Example 2: Assigning Unicode Values to Variables

Syntax

package com.tutorialsarena;

public class UnicodeCharacterDemo {
public static void main(String[] args) {
    // Storing Unicode characters using escape sequences
    char letterA = '\u0041';
    char letterSigma = '\u03A3';
    char copyrightSymbol = '\u00A9';
    
    // Storing Unicode characters directly
    char letterZ = 'Z';
    char letterOmega = 'Ω';
    char registeredSymbol = '®';
    
    // Printing the stored Unicode characters
    System.out.println("Stored Unicode Characters using Escape Sequences:");
    System.out.println("Letter A: " + letterA);
    System.out.println("Greek Capital Letter Sigma: " + letterSigma);
    System.out.println("Copyright Symbol: " + copyrightSymbol);
    System.out.println("\nStored Unicode Characters Directly:");
    System.out.println("Letter Z: " + letterZ);
    System.out.println("Greek Capital Letter Omega: " + letterOmega);
    System.out.println("Registered Symbol: " + registeredSymbol);
}
}
    
Output

Stored Unicode Characters using Escape Sequences:
Letter A: A
Greek Capital Letter Sigma: Σ
Copyright Symbol: ©

Stored Unicode Characters Directly:
Letter Z: Z
Greek Capital Letter Omega: Ω
Registered Symbol: ®
    

In this example, various Unicode characters are stored using both escape sequences and direct assignment.
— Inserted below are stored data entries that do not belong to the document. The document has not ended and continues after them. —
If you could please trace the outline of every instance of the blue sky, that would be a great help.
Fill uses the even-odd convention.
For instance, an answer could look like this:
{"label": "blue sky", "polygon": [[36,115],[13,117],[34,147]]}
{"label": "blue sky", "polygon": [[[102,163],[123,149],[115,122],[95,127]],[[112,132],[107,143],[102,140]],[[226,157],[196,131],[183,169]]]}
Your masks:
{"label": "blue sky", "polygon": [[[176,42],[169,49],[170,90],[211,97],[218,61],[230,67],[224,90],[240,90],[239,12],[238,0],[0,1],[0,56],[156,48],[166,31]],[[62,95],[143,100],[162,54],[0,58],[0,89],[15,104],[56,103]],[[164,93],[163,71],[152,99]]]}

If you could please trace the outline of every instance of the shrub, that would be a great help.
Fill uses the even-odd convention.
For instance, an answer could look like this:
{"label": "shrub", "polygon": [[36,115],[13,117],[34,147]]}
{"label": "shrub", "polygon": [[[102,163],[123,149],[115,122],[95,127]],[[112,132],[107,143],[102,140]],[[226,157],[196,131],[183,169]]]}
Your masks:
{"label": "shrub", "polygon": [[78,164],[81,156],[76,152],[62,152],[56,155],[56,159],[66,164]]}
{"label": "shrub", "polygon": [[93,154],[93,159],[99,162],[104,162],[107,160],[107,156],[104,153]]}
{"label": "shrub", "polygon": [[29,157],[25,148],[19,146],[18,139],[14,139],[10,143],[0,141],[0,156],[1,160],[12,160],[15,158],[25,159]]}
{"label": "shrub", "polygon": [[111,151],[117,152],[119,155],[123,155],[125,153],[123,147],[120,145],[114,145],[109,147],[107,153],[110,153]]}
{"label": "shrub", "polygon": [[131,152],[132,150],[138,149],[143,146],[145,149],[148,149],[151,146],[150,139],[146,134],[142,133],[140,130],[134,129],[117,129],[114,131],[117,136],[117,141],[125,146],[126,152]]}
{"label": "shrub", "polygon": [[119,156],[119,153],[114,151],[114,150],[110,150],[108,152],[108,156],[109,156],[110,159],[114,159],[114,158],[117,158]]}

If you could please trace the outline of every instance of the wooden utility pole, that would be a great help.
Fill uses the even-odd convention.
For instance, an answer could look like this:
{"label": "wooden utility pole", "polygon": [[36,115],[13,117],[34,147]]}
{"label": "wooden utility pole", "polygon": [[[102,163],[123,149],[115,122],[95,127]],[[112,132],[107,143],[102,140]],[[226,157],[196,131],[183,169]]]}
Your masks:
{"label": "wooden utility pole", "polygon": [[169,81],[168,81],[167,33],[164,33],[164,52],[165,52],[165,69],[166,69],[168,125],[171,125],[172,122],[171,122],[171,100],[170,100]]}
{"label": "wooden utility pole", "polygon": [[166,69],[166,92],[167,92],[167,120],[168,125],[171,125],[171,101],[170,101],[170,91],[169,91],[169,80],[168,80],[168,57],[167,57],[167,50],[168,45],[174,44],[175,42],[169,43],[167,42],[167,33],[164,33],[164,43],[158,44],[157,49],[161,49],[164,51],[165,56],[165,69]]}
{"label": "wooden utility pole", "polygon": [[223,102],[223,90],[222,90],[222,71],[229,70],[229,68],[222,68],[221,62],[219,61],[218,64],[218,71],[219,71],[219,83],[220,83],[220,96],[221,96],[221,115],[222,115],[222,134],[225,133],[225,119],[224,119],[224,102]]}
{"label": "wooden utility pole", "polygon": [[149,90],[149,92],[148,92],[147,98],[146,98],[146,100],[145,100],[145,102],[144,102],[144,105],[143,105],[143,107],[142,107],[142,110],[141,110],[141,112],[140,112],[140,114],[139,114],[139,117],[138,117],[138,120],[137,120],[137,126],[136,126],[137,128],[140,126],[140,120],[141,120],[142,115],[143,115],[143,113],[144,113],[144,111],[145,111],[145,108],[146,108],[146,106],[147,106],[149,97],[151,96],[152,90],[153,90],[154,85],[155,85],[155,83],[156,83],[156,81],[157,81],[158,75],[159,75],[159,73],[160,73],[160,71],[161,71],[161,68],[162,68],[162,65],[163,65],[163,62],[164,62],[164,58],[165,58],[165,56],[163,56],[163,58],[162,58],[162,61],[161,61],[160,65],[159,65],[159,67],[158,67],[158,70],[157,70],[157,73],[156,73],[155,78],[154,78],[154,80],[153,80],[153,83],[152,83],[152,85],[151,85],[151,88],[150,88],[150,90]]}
The stored characters are printed to the console.

Example 3: Assigning Unicode Characters and Values to Variables

This example demonstrates how to manipulate the stored Unicode characters. It calculates the difference between the capital letter 'A' and the lowercase letter 'a' and uses that difference to determine the capital letter 'C.' It then calculates the lowercase letter 'c' by adding 32 to the Unicode code point of the capital letter 'C.' The manipulated Unicode characters are printed to the console.

Syntax

package com.tutorialsarena;

public class UnicodeCharacterDemo {
public static void main(String[] args) {
    // Storing Unicode characters using escape sequences
    char letterA = '\u0041';
    char letterSmallA = '\u0061';
    // Storing Unicode characters directly
    char letterB = 'B';

    // Manipulating the stored Unicode characters
    int difference = letterA - letterSmallA;
    char letterC = (char) (letterB + difference);
    char letterSmallC = (char) (letterC + 32);
    
    // Printing the manipulated Unicode characters
    System.out.println("Manipulated Unicode Characters:");
    System.out.println("Difference between A and a: " + difference);
    System.out.println("Calculated Letter C: " + letterC);
    System.out.println("Calculated Letter c: " + letterSmallC);
}
}
    
Output

Manipulated Unicode Characters:
Difference between A and a: -32
Calculated Letter C: C
Calculated Letter c: c
    

When this program is compiled and run, it shows the difference between 'A' and 'a,' calculates the corresponding letters, and prints the results to the console.

Conclusion

In Java, you can store Unicode characters using character literals by employing either Unicode escape sequences or directly typing the characters. The approach you choose depends on your specific use case and the characters you want to work with.